Lavoro volontario nelle cooperative e anomalia dell’offerta: una questione di percentuali ma anche di regolamenti interni

L’utilizzo di soci volontari da parte delle cooperative sociali, che consente di ridurre il costo complessivo del lavoro anche al fine della valutazione di congruità dell’offerta, deve risultare marginale rispetto nell’economia complessiva del servizio.

Poco dopo una recente pronuncia del TAR Veneto, che ha ritenuto che l’impiego strutturale di soci volontari per sostituire i lavoratori in ferie per un numero di ore pari ad oltre il 10% del monte ore complessivo fosse eccessivo e sproporzionato, il Consiglio di Stato ha ritenuto non rispettare il parametro della complementarietà dell’utilizzo dei soci volontari di cui all’art. 2, co. 5, l. 8 novembre 1991, n. 381 un’ipotesi in cui quasi 1/3 della prestazione era svolta da volontari. L’offerta della prima classificata era dunque correttamente stata ritenuta incongrua ed esclusa.

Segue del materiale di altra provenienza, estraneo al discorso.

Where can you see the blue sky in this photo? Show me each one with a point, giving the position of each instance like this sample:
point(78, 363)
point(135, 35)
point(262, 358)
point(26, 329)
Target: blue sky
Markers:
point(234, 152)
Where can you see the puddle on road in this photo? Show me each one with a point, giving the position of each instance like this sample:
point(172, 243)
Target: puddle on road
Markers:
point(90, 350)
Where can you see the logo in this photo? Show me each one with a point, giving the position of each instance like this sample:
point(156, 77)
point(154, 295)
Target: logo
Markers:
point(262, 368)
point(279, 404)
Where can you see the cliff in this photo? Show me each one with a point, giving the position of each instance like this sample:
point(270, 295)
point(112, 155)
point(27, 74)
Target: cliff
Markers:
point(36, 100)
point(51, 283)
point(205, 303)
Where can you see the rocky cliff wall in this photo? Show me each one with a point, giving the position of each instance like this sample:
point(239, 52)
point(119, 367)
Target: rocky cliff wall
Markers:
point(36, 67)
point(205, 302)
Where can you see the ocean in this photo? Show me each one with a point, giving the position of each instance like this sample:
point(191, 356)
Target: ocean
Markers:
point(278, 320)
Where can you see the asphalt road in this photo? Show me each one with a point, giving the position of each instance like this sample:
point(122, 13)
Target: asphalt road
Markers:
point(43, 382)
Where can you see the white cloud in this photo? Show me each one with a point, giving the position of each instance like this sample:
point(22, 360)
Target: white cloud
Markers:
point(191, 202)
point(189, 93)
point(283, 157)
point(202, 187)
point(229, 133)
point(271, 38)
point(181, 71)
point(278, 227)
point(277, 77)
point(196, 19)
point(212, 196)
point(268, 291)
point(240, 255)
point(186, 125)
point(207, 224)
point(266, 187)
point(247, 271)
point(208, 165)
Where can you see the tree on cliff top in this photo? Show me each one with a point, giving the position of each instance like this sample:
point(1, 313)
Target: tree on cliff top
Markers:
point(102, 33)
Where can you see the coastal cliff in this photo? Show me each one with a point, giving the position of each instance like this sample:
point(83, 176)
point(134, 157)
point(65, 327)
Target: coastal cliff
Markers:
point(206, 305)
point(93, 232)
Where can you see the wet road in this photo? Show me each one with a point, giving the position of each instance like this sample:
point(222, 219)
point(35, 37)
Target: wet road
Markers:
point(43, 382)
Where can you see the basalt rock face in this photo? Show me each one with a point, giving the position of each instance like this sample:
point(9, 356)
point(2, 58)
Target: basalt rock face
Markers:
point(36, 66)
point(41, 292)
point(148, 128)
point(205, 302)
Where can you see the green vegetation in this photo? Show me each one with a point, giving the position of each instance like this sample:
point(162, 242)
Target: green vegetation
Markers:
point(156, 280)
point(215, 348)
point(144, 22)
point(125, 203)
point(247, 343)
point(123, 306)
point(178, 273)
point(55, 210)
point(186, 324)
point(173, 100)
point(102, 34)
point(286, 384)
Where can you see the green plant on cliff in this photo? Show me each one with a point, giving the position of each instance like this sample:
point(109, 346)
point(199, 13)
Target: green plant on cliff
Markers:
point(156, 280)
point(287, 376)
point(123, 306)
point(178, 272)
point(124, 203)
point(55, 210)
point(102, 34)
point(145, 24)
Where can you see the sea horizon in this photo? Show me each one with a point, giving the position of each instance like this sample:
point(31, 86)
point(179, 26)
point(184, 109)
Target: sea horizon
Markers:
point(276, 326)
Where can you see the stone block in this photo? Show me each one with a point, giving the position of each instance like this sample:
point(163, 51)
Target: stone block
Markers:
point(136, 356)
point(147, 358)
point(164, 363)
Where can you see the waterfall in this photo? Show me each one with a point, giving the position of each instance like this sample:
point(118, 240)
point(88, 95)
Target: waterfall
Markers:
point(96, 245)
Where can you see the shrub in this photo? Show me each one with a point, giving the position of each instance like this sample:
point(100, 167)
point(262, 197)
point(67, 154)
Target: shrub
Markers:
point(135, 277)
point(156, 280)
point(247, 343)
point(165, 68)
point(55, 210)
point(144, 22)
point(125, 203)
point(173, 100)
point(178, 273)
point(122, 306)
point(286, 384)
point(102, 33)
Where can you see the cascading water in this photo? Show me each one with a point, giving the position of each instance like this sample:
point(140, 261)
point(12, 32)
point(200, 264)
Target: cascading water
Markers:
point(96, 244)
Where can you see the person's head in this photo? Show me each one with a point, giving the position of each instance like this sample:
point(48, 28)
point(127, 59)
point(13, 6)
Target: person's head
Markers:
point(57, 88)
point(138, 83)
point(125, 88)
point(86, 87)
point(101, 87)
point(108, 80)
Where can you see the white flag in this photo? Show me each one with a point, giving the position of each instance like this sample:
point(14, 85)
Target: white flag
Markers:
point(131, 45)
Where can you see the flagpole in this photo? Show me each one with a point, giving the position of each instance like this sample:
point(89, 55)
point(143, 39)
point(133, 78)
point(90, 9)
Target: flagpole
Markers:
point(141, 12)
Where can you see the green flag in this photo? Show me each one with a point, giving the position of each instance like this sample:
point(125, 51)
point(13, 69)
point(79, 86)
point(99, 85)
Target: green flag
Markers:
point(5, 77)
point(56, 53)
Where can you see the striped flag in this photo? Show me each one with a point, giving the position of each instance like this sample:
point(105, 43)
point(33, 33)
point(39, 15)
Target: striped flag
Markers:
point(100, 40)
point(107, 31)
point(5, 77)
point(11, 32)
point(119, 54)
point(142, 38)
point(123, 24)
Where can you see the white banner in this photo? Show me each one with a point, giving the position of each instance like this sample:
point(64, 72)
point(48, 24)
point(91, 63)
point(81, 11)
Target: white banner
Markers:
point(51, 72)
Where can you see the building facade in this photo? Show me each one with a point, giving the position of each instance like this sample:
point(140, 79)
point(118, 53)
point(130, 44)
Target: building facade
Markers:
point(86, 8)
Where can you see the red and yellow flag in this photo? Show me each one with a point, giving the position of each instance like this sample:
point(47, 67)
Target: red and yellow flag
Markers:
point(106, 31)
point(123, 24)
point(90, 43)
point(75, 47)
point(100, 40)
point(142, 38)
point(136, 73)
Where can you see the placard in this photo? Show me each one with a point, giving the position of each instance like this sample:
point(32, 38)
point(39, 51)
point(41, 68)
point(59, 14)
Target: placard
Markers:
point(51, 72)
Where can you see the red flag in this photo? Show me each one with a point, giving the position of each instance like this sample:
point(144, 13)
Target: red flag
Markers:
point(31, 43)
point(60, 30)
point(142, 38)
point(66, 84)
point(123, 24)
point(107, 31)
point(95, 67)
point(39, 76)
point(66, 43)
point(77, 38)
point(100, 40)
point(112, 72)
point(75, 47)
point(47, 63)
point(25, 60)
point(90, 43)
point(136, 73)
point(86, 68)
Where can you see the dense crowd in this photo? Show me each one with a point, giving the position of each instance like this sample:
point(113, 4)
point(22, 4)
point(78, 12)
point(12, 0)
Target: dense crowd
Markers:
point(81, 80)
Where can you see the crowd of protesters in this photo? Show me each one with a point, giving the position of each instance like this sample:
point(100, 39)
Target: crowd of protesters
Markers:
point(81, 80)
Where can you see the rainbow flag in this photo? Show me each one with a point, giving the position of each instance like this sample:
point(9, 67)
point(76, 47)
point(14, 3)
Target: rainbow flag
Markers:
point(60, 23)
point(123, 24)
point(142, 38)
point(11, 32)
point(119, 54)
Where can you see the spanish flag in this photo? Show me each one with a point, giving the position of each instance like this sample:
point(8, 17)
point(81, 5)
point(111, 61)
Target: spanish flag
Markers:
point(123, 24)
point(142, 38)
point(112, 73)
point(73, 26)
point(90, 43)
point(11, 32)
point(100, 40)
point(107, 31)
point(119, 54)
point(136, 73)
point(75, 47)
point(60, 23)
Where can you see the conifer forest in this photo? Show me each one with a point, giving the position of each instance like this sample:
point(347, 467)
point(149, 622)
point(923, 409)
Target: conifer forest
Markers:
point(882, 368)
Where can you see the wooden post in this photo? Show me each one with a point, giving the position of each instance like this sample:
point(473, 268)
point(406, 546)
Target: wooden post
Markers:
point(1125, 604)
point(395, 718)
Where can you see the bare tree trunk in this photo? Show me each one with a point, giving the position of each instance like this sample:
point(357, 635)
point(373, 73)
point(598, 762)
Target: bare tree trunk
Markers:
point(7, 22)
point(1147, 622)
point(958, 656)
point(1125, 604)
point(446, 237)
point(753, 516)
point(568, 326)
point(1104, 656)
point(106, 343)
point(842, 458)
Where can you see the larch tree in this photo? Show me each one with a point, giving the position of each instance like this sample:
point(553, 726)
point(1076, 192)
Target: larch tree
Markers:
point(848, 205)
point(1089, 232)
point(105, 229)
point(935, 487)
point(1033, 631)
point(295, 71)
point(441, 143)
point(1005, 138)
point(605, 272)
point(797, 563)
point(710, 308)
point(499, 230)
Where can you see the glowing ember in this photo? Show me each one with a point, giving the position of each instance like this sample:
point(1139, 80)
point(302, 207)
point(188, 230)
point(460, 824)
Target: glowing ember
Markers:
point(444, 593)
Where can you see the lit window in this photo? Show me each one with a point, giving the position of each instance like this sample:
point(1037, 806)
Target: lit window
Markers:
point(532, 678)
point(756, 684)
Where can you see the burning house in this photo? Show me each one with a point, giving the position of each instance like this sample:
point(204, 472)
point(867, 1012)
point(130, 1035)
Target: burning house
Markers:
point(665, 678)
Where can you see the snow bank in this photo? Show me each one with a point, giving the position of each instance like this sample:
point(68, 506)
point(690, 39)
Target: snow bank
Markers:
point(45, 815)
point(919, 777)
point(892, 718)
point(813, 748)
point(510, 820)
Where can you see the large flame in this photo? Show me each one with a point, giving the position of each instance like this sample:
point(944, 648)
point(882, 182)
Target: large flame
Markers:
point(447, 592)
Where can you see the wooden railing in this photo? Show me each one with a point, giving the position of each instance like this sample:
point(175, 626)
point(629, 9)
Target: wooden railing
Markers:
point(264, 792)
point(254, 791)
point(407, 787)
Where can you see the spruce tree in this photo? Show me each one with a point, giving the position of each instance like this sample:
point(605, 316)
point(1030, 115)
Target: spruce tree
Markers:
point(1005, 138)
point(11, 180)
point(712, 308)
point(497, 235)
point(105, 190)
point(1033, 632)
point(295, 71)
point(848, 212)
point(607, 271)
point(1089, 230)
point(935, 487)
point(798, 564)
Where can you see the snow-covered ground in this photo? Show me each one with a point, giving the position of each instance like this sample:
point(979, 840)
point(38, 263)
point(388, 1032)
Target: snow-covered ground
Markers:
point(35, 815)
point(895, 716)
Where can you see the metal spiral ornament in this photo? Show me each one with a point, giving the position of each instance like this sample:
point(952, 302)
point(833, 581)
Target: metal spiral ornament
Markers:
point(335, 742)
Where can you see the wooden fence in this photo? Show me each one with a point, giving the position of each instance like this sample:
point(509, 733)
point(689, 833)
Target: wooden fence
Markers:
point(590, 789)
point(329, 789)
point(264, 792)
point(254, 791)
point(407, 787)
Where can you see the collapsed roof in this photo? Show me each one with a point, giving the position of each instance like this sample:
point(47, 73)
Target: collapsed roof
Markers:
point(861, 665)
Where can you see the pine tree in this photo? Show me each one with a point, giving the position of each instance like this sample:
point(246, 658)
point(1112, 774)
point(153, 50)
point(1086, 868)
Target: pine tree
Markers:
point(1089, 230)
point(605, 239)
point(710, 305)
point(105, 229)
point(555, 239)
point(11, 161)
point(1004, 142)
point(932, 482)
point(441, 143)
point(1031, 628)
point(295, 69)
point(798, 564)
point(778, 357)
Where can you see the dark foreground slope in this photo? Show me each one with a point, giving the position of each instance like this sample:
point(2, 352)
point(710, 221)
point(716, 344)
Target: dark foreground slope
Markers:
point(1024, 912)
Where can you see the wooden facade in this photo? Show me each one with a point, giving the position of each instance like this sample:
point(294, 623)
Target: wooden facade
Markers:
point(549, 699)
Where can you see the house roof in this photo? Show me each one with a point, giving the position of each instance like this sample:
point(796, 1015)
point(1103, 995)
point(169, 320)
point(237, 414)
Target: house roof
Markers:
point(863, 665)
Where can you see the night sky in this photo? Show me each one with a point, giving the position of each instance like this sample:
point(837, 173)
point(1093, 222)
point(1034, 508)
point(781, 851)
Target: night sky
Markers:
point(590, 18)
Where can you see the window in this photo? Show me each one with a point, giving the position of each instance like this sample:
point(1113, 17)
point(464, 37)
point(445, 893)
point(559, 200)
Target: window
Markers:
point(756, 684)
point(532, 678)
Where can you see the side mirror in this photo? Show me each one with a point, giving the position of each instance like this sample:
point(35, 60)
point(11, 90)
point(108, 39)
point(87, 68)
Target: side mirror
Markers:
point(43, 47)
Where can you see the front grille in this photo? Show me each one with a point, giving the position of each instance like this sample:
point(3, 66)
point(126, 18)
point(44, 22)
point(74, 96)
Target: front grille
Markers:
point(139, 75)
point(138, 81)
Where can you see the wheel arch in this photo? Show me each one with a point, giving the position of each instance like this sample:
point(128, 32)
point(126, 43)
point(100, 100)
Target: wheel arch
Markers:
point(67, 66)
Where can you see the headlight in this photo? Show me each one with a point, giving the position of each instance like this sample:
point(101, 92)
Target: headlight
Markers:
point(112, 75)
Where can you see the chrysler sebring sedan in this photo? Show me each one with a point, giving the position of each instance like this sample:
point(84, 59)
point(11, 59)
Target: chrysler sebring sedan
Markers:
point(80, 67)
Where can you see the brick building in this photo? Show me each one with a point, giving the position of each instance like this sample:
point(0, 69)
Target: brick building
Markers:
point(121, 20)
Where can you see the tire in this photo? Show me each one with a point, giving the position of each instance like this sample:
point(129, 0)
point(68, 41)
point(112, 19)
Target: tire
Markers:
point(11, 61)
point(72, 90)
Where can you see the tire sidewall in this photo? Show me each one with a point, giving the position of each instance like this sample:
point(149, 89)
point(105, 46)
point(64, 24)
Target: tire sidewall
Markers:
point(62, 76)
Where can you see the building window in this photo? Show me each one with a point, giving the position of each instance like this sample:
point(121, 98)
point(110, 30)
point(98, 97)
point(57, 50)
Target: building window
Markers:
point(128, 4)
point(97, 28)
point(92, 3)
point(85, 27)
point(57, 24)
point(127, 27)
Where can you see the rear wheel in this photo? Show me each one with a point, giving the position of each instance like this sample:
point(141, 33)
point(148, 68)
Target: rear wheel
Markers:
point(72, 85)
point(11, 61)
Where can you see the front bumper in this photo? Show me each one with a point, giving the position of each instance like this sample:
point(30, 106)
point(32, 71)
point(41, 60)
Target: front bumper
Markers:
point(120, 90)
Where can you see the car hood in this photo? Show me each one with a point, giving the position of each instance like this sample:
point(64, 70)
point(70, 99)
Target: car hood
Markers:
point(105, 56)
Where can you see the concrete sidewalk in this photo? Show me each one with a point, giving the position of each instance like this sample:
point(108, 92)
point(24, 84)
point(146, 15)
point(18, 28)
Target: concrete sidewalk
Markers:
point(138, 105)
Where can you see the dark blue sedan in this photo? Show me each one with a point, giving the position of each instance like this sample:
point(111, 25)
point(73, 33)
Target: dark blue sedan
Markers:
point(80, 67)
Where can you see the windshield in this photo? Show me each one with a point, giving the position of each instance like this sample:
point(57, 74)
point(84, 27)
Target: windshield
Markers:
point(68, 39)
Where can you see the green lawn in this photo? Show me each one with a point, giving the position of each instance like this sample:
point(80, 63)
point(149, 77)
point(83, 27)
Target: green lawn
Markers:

Al contempo, il Consiglio di stato ha ritenuto ammissibile l’impiego di lavoro volontario prestato dai soci lavoratori per una percentuale di incidenza del 18% da parte della seconda classificata ed aggiudicataria, in quanto la possibilità dell’utilizzo di lavoro volontario dei soci (per un massimo di 36 ore mensili) era previsto dal Regolamento interno della Cooperativa, il cui contenuto era stato regolarmente certificato ai sensi dell’art. 83, della Legge Biagi (d.lg.s. 10 settembre 2003, n. 276). Tale Regolamento – secondo il Consiglio di Stato – avrebbe quindi dovuto essere impugnato ai sensi dell’art. 80 della stessa Legge. In mancanza, non resta che ritenere ex se rispettoso del disposto di cui all’art. 2 comma 5 della l. 381/91 l’apporto di lavoro volontario in seno alla prestazione complessivamente svolta dalla cooperativa seconda classificata.